Cependant, les élections ne changeront rien si elles ne sont pas accompagnées d’un changement radical et systématique avec les personnes dont les corps ont servi de champs de bataille dans nos conflits, les femmes dont les corps ont été ravagés, maltraités pour des gains politiques ou de ressources quelconques ; et dont on a usé, abusé et usé à nouveau. Des femmes !
Les femmes congolaises ont besoin d’être prises au sérieux dans la vie politique, aux élections et dans le partage du pouvoir qui suit les élections, et grâce à elles, la paix, la stabilité, le bien-être et les droits humains auront de nouveau leur place en République Démocratique du Congo.
Les femmes construisent la paix. Monsieur le président et membre du conseil, nous sommes préoccupées par la situation de notre collègue madame Liberata BURATWA qui est détenue à l’agence congolaise de renseignement (ANR) après une séance de sensibilisation des jeunes à quitter les groupes armés à RUTSURU, une façon pour elle de contribuer à la paix.
Monsieur le Président, le processus électoral avance selon le calendrier publié par la CENI. Mais il s’observe la tension politique comme le refus des machines à voter par certains opposant, certains candidats semblent avoir commencé la campagne ou sont déjà présidents de la République. Il y’a déséquilibre dans l’utilisation des médias et même les informations sur les massacres et les situations désastreuses de la population ne sont pas diffusées.

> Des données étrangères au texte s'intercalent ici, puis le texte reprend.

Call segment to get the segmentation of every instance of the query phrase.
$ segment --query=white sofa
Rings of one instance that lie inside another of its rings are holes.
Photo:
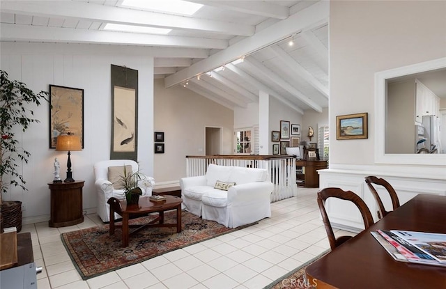
[[[112,196],[116,198],[124,198],[124,190],[115,189],[112,182],[109,180],[109,167],[128,165],[132,166],[132,172],[135,172],[139,169],[138,164],[131,159],[110,159],[98,162],[93,166],[95,179],[95,188],[98,198],[96,212],[102,221],[108,222],[110,221],[110,205],[107,203],[108,199]],[[152,194],[152,188],[155,185],[155,180],[153,178],[146,175],[144,175],[144,177],[145,180],[138,182],[138,187],[141,189],[143,195],[150,196]],[[116,219],[121,218],[121,217],[115,214],[114,218]]]
[[[227,191],[217,181],[235,182]],[[180,180],[183,208],[203,219],[236,228],[271,217],[274,188],[264,169],[210,164],[206,174]]]

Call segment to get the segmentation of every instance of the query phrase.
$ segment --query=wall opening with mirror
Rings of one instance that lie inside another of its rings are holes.
[[[377,72],[375,93],[376,162],[444,164],[446,58]]]

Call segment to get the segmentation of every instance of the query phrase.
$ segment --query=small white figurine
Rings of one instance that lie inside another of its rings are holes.
[[[59,173],[61,173],[61,164],[59,163],[57,160],[57,157],[54,157],[54,180],[53,182],[61,182],[62,180],[61,180],[61,176]]]

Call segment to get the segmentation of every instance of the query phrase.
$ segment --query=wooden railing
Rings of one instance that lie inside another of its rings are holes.
[[[206,155],[186,156],[186,175],[188,177],[206,173],[209,164],[266,169],[274,190],[271,202],[297,196],[295,159],[291,156],[277,155]]]

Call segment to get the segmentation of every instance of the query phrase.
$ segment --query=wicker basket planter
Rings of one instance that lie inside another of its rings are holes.
[[[22,202],[19,201],[3,201],[1,204],[1,228],[16,227],[22,230]]]

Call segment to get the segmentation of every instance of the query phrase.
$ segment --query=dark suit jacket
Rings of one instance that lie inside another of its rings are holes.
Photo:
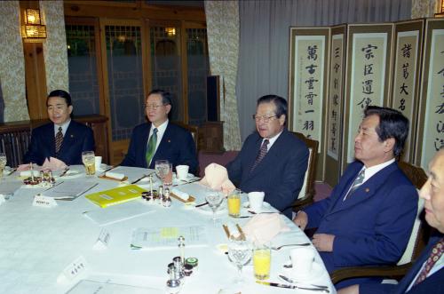
[[[63,137],[60,150],[56,155],[54,123],[50,123],[32,131],[31,144],[23,162],[42,165],[45,158],[52,156],[63,161],[67,165],[83,164],[82,152],[94,149],[92,130],[83,123],[71,120]]]
[[[412,268],[407,274],[400,280],[399,284],[382,284],[382,283],[363,283],[360,285],[360,294],[374,294],[374,293],[392,293],[401,294],[406,293],[407,289],[413,282],[416,274],[421,270],[423,264],[429,258],[432,249],[443,237],[443,234],[432,238],[429,245],[423,251],[421,256],[413,265]],[[438,272],[428,276],[425,280],[419,284],[413,286],[408,294],[432,294],[432,293],[444,293],[444,267]]]
[[[291,218],[290,205],[304,184],[308,148],[284,129],[266,155],[250,172],[262,139],[257,131],[247,138],[236,158],[226,166],[228,176],[234,183],[240,183],[239,188],[243,192],[265,192],[266,202]]]
[[[304,210],[307,228],[336,236],[333,252],[320,252],[329,273],[343,266],[395,264],[411,234],[418,195],[396,163],[343,201],[362,165],[351,163],[329,198]]]
[[[186,164],[190,167],[190,172],[196,172],[198,163],[193,136],[188,131],[170,122],[168,123],[162,141],[155,150],[151,164],[147,167],[146,155],[150,128],[149,123],[134,128],[128,153],[121,165],[154,169],[156,160],[166,159],[172,163],[173,167]]]

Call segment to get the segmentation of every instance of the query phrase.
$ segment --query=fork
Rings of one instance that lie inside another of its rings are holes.
[[[310,245],[311,245],[311,243],[285,244],[285,245],[281,245],[281,246],[277,246],[277,247],[272,247],[272,250],[280,250],[281,248],[287,247],[287,246],[310,246]]]

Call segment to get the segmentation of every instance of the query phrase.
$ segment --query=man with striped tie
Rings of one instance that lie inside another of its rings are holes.
[[[398,167],[408,120],[369,106],[354,139],[354,157],[329,197],[299,211],[294,222],[317,228],[313,243],[327,270],[396,264],[408,242],[417,192]],[[358,283],[347,280],[337,289]]]
[[[82,152],[95,148],[94,134],[90,127],[71,120],[71,95],[63,90],[52,91],[46,107],[51,123],[32,131],[23,163],[42,165],[46,158],[54,157],[67,165],[83,164]]]
[[[308,148],[286,128],[283,98],[259,98],[253,119],[257,131],[226,166],[228,176],[243,192],[265,192],[266,202],[291,218],[291,204],[304,184]]]
[[[145,104],[148,123],[132,131],[130,147],[121,165],[154,169],[156,160],[168,160],[173,168],[186,164],[190,172],[196,172],[198,163],[193,136],[170,123],[168,115],[171,108],[170,92],[153,90],[148,93]]]

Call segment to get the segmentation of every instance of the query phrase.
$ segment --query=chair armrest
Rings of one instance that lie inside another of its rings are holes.
[[[412,263],[402,266],[349,266],[337,269],[330,274],[331,282],[336,284],[349,278],[383,276],[400,280],[404,276]]]

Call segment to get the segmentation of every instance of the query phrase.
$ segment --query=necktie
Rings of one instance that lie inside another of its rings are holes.
[[[360,173],[358,173],[358,177],[356,177],[356,179],[354,179],[354,182],[352,185],[350,191],[348,192],[345,198],[344,198],[344,200],[345,200],[349,195],[351,195],[354,191],[356,191],[357,188],[360,187],[360,186],[364,181],[364,178],[365,178],[365,169],[361,171]]]
[[[444,250],[444,238],[441,238],[432,249],[432,252],[430,253],[429,258],[425,261],[425,266],[421,270],[421,273],[419,273],[416,281],[415,281],[415,285],[417,285],[418,283],[425,280],[427,274],[430,273],[434,264],[438,260],[440,260],[440,258],[441,257],[443,250]]]
[[[270,143],[270,141],[268,139],[265,139],[264,143],[262,143],[262,146],[260,147],[260,149],[259,149],[259,153],[258,154],[258,156],[256,156],[256,161],[254,162],[254,164],[251,167],[251,171],[250,171],[250,172],[253,171],[253,170],[258,166],[258,164],[259,164],[261,160],[264,157],[266,157],[268,143]]]
[[[153,159],[153,156],[155,155],[155,145],[157,144],[157,128],[155,128],[153,130],[153,134],[149,138],[148,140],[148,146],[147,147],[147,167],[149,167],[149,163],[151,162],[151,159]]]
[[[63,142],[63,132],[61,132],[61,127],[59,127],[59,131],[56,134],[56,153],[60,150],[61,142]]]

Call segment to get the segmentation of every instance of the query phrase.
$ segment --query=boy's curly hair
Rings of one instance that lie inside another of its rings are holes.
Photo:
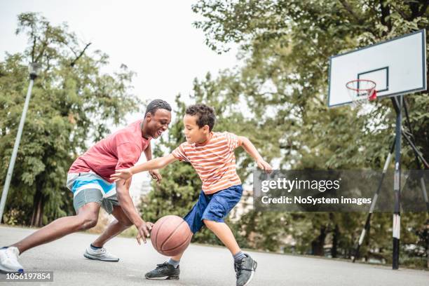
[[[213,127],[214,127],[216,123],[214,109],[207,105],[198,104],[189,106],[186,107],[185,114],[197,116],[196,123],[200,128],[207,125],[209,127],[209,130],[212,131]]]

Tout ceci est à la base des frustrations et nous craignons que ces voix discordantes puissent troubler la paix lors des élections.
Les cadavres n’ont jamais voté, les traumatisés ne peuvent pas opérer un choix pour asseoir la démocratie et le développement.
Monsieur le Président, pour que les élections se déroulent normalement, nous pensons qu’il y a lieu que :
– Le peuple congolais soit sécurisé ;
– La CENI soit attentive et parvienne à aplanir les divergences avec les différents acteurs ;
– Les politiciens de l’opposition doivent faire preuve du réalisme dans ce qu’ils proposent ;
– Les politiciens de la majorité doivent écouter les revendications des uns et des autres, arrêter de diriger par défis pour qu’on arrive aux élections dans un climat apaisé.
– En tant que membre du conseil, le gouvernement de la RDC devra veiller au respect des droits civils et politiques en cette période électorale ; sécuriser la population et restaurer la justice équitable.